Byline: Tim Bovee Associated Press
Women with four years of college earn roughly the same salary as men with only a high-school diploma, according to government statistics released Wednesday. At every education level, women make less money than men with the same amount of schooling.
An Associated Press analysis of Census Bureau numbers also found that the pay gap between men and women who work full time grows wider as they get older.
A college-educated woman between ages 18-24 earns an average 92 cents for every dollar earned by a man of the same age and education. Her earnings drop steadily and by the time she is between ages 55 and 64, the average female worker is making 54 cents for every dollar earned by a man.
The gap is just as wide between men and women workers who did not go to college.
It is illegal to pay women less for equal work. But the law says nothing about paying people differently if they do different jobs. And experts say that's the problem: The pay gap reflects lower salaries paid in fields traditionally dominated by women and the difficulty women have breaking through the so-called "glass ceiling" to higher-paid executive positions.
Some said women are paid less because it's profitable for their companies.
"... discrimination pays, otherwise it wouldn't have flourished so long," said Karen Nussbaum, executive director of 9 to 5, a Cleveland- based association of 15,000 working women. "You can bet people say, 'We can get her for less than we can get him.' You know it goes on."

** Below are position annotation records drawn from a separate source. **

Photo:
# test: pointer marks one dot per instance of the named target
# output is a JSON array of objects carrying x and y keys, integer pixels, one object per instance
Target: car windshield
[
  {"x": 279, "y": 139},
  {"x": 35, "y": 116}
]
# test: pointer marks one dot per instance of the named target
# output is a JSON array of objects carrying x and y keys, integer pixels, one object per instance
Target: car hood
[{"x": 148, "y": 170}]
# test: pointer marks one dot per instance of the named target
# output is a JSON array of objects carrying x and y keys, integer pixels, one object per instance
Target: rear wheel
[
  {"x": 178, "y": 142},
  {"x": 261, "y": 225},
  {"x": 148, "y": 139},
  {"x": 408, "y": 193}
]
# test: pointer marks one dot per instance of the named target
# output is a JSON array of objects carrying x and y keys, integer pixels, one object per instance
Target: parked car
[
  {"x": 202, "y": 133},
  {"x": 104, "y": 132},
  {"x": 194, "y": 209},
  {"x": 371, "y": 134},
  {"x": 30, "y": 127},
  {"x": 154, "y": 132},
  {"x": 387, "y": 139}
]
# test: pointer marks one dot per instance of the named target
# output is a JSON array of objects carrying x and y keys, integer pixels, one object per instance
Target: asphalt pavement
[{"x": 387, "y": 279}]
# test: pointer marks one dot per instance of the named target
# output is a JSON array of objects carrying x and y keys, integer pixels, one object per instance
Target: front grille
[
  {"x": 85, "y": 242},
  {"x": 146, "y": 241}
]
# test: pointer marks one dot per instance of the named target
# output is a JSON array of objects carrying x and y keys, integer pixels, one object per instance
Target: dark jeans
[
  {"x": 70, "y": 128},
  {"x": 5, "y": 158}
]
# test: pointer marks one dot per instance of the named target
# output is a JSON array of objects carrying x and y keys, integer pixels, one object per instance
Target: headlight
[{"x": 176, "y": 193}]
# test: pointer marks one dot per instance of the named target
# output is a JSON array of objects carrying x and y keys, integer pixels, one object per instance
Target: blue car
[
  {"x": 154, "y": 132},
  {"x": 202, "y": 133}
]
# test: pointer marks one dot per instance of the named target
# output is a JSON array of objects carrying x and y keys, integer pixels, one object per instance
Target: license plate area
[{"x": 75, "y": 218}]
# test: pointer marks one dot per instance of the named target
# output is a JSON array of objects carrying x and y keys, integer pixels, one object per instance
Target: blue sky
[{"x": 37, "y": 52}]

Women earn less if they choose careers in fields dominated by women, such as nursing, social work, clerical jobs and teaching in the public schools, experts say.
"The fact of the matter is, many women don't wish to go into male-dominated occupations," said Carolin Head, assistant director of the American Association of University Women. "It is not acceptable in this country to tell nurses and teachers that if they want to make more, they need to choose a different occupation."
Heidi Hartman, an economist and director of the Institute for Women's Policy Research, said her organization's studies show a year of experience adds about 7 cents an hour to women's pay, compared with 24 cents an hour for men.
"Women's jobs have not been structured to reward experience," Hartman said. "That means there's no incentive to train them, to have productivity increases or skills increases."
Adult women with four years of high school on average earn $17,809 a year, about two-thirds of what a man with similar education would earn. With four years of college, women's earnings rise to $27,344.
That's only about $600 more than what an adult man with a high- school education earns. Four years of college increases his pay to $42,500, more than $15,000 above what a college-educated woman earns.
The study confirmed other findings that women get a raw deal on pay day and on the promotion list.
*The Feminist Majority Foundation recently found that fewer than 3 percent of the top jobs at Fortune 500 companies were held by women.
*A Labor Department study of promotion in nine big companies prompted Labor Secretary Lynn Martin in August to vow to shatter the "glass ceiling" that bars women and minorities from the executive suites.
*The Bureau of Labor Statistics since 1979 has collected figures showing women's pay overall has lagged behind men's. In that year women earned 62 cents for each dollar earned by men. Since then their earnings have crept up to 70 cents on the dollar.
*Even on the tennis court women lose out financially. Officials of the Wimbledon tournament in May said the women's champion would receive $367,000, but the men's champion would get $408,000.
Some groups, like the National Commission on Pay Equity, are lobbying employers to target women in their recruiting for traditionally male jobs.
"If the opportunities are there, women will train for them," said the organization's acting director, Kelly Jenkins. Also, "it's a problem of encouraging women to think about those careers as careers that are open to them."
The census study found men and women age 25 and over had about an equal chance of having a high-school education. For both, more than three-fourths had four years of high school, the highest level ever. In 1940, less than a fourth of Americans were that highly educated.
Women were less likely to get a full college education. Fewer than one out of every five women had at least four years of college, compared to one out of four men. Overall, 21 percent of Americans had four years of college or more. In 1940, fewer than 5 percent of Americans had that much college.
The study was based on a survey of 58,000 households covering level of education in 1989.